Но обращение Ю. Кузнецова к этим образам несамоцельно. Поэт использует их для выражения своего представления, для построения своей художнической концепции. По такому же принципу построено и стихотворение «Я в поколенье друга не нашёл…». Т.Глушкова считает («Литературное обозрение», 1977, № 6), что признание это «вовсе не мотивировано» внешней его литературной судьбой». Но так можно сказать, имея в виду лишь внешнюю, биографическую сторону судьбы поэта, а не биографию его души. Кроме того, стих этот можно рассматривать и как перифраз из Е. Боратынского:

И как нашёл я друга в поколенье,

Читателя найду в потомстве я, -

и тогда позиция Ю. Кузнецова предстанет не столько «неоправданной» и высокомерной, сколько скромной и даже самоуничижительной.

Выходя на дорогу, душа оглянулась:

Пень иль волк, или Пушкин мелькнул.

Такие образы Ю. Кузнецова позволили сделать Т. Глушковой вывод об антипушкинском начале в его стихах с явным оттенком отрицательного значения этого понятия. Конечно, здесь есть дерзость, но в сопоставлении с пушкинскими «Бесами» образ предстанет в несколько ином свете. Вспомним у Пушкина:

Кони стали… «Что там в поле?» -

«Кто их знает? Пень иль волк?»

Ю.Кузнецов пытается с позиции своего времени представить и Пушкина неким природным явлением, также присущим этим просторам, этой снежной вьюге. Другое дело, что сопоставлено это как-то механически и что «мелькает» у него и Блок в «Золотой горе», и там это никак не мотивировано. Это уже девальвация однажды найденного, пусть и не совсем удачного, представления.

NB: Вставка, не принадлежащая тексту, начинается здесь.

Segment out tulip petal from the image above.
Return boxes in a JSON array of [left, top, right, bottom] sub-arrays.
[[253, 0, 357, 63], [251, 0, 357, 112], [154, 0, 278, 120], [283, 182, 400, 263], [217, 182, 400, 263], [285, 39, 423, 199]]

О «Золотой горе» также говорилось много. Но не замечен, по-моему здесь мотив возмездия, которое настигает героя на его многотрудном, но всё-таки неправедном пути, на котором он платит душой «за скорбь», а не «скорбью» расплачивается, сохраняя душу:

На повороте роковом

Далёкого пути

Отсёк он тень свою ножом:

- О верная, прости.

(«Тень» в поэтическом мире Ю. Кузнецова символизирует душу). Поэтому и все дальнейшие картины поэмы следует рассматривать как страницы биографии героя, потерявшего душу, и не считать их убеждениями самого поэта…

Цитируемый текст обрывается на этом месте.